Modifier indicator: Even though you face edits when trying to report two office visit E/M codes for a patient on the same calendar date of service, you can report both the codes for the patient separately. You are permitted to do this because the modifier indicator for the above mentioned code bundles is ‘1,’ which means you can unbundle the codes by using a modifier. The modifier that you will have to use with the column 2 code is 25 (Significant, separately identifiable evaluation and management service by the same physician or other qualified health care professional on the same day of the procedure or other service).

Example: An established 70-year-old female patient returns to your ob-gyn after suffering a skin laceration while trying to climb into a vehicle. The patient had earlier visited your physician for a scheduled E/M visit to check for a bladder infection. Since the evaluation of the skin laceration is in no way related to her earlier bladder infection visit and represents a significant, separately identifiable E/M service, you may report it with a separate E/M code.

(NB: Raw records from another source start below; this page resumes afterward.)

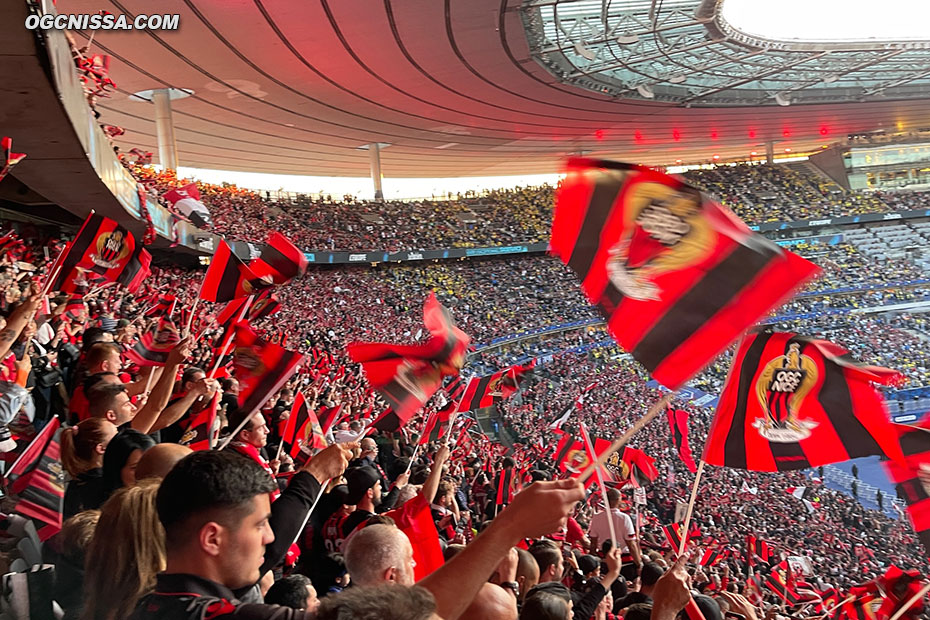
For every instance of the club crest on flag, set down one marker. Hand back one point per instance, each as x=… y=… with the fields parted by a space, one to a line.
x=111 y=250
x=781 y=388
x=667 y=232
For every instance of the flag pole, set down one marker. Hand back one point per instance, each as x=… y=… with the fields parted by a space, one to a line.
x=687 y=522
x=622 y=441
x=600 y=483
x=190 y=318
x=903 y=609
x=219 y=359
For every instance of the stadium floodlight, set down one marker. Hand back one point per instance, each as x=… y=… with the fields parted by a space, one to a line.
x=584 y=52
x=645 y=92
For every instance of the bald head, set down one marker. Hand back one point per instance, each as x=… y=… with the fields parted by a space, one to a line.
x=378 y=555
x=492 y=603
x=158 y=460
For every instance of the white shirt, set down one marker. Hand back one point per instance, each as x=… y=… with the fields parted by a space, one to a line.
x=623 y=526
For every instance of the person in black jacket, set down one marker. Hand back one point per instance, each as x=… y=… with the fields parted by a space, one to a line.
x=222 y=534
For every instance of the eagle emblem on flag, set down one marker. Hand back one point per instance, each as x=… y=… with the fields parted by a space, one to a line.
x=781 y=388
x=665 y=229
x=111 y=250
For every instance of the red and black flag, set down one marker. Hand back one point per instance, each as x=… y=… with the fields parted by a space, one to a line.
x=302 y=428
x=673 y=535
x=792 y=402
x=678 y=276
x=713 y=556
x=756 y=547
x=262 y=368
x=437 y=425
x=776 y=583
x=198 y=433
x=228 y=277
x=164 y=306
x=37 y=478
x=504 y=487
x=641 y=466
x=280 y=260
x=911 y=478
x=900 y=586
x=103 y=247
x=678 y=425
x=156 y=343
x=406 y=376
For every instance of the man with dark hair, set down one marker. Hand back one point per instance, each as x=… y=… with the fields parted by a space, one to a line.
x=294 y=591
x=219 y=523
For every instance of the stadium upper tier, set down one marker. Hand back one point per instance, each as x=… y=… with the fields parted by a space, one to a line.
x=757 y=193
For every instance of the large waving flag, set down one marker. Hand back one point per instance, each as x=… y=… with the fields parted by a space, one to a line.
x=187 y=201
x=912 y=479
x=228 y=277
x=262 y=368
x=408 y=375
x=107 y=249
x=280 y=260
x=793 y=402
x=678 y=425
x=678 y=276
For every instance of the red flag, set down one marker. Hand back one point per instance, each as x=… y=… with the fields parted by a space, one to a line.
x=103 y=247
x=415 y=520
x=156 y=343
x=198 y=434
x=911 y=480
x=280 y=260
x=486 y=391
x=678 y=276
x=262 y=368
x=437 y=425
x=37 y=477
x=640 y=465
x=678 y=425
x=792 y=402
x=228 y=277
x=407 y=375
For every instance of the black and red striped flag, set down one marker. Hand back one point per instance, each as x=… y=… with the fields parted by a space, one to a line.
x=164 y=306
x=228 y=277
x=107 y=249
x=504 y=494
x=262 y=368
x=155 y=344
x=678 y=276
x=199 y=429
x=911 y=478
x=776 y=583
x=302 y=428
x=406 y=376
x=713 y=556
x=792 y=402
x=437 y=425
x=678 y=425
x=37 y=478
x=481 y=392
x=280 y=260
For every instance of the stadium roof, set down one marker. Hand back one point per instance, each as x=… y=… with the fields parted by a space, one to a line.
x=466 y=87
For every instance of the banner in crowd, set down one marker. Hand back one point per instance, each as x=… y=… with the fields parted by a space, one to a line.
x=792 y=402
x=678 y=276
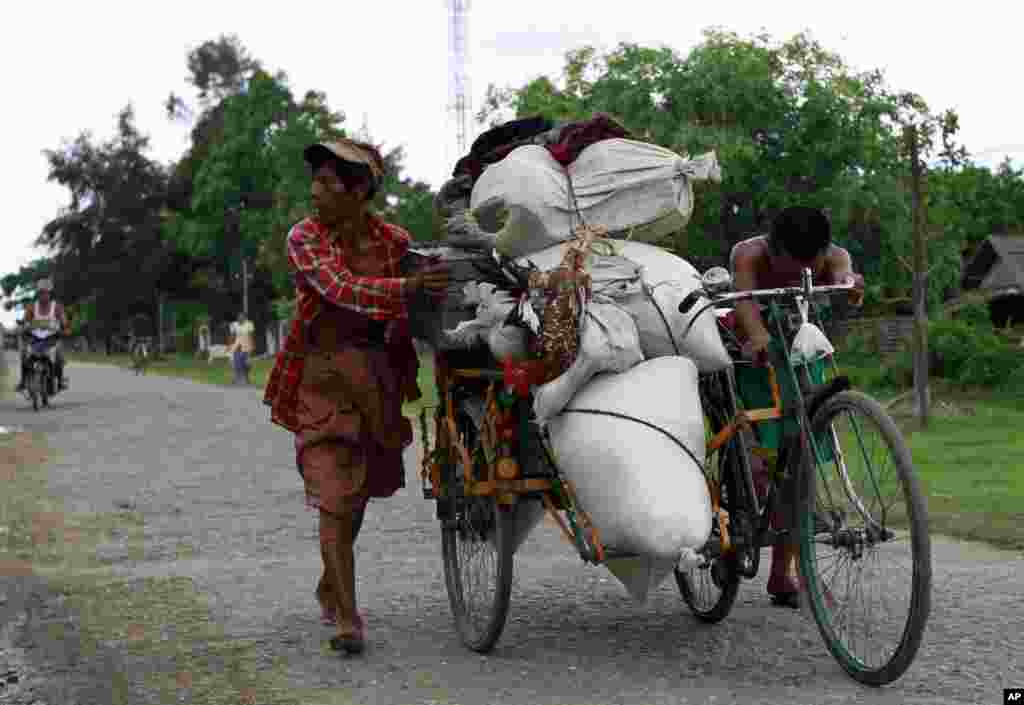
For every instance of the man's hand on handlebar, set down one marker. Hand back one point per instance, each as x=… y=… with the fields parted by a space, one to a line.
x=857 y=293
x=756 y=348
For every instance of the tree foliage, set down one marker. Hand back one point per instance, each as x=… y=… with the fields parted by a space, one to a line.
x=791 y=122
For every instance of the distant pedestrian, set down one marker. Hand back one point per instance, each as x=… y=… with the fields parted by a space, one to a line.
x=242 y=347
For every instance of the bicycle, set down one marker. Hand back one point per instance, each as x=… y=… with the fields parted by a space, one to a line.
x=823 y=428
x=492 y=474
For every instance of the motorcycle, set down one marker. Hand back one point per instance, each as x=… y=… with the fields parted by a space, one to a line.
x=41 y=380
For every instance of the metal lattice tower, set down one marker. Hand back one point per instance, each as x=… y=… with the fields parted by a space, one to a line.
x=458 y=77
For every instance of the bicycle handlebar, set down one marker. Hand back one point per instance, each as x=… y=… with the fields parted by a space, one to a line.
x=807 y=290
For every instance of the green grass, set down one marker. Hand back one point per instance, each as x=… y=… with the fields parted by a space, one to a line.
x=972 y=467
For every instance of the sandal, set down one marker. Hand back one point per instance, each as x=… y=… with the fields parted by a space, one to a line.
x=353 y=644
x=790 y=599
x=329 y=616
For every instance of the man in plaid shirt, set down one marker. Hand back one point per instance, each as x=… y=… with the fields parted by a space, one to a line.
x=348 y=362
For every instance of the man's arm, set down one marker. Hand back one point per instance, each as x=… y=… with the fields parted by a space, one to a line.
x=748 y=313
x=840 y=270
x=311 y=259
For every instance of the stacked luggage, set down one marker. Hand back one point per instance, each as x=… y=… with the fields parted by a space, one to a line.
x=554 y=226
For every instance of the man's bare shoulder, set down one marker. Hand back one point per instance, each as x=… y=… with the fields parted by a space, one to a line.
x=838 y=256
x=750 y=250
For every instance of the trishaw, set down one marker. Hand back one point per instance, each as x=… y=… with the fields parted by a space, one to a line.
x=855 y=501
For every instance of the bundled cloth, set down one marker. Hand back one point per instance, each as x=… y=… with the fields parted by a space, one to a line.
x=635 y=190
x=649 y=283
x=635 y=454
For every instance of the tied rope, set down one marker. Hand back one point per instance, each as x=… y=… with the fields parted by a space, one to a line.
x=627 y=417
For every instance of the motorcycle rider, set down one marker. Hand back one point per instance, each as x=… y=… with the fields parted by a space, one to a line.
x=45 y=313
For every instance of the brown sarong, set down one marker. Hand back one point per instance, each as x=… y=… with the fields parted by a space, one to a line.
x=351 y=436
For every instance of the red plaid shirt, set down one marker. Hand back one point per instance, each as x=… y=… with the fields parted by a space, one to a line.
x=324 y=279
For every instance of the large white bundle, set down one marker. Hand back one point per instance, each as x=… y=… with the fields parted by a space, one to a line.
x=623 y=184
x=644 y=493
x=608 y=343
x=669 y=279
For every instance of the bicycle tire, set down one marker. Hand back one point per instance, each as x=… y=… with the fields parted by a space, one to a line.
x=455 y=533
x=819 y=595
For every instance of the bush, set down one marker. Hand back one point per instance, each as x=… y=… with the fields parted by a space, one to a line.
x=971 y=355
x=976 y=314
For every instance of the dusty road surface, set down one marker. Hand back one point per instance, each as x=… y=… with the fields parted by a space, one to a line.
x=197 y=562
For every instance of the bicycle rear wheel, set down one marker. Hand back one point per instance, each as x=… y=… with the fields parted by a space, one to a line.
x=711 y=588
x=865 y=550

If the first visit was reported with 99213 and the second visit warranted you to report 99212, you will have to report 99212 with the modifier 25 appended.

Be Cautious About Reporting G0463 With a Procedure Code

CCI 20.2 bundles G0463 (Hospital outpatient clinic visit for assessment and management of a patient) into every procedure code.

What this means: This code replaced CPT® codes 99201-99205 (new patient visit) and 99211-99215 (established patient visit), for facility billing of outpatient clinic visits. This new bundle will not affect physician payment, but will impact a facility that is trying to bill an outpatient clinic visit as well as the service it is bundled into.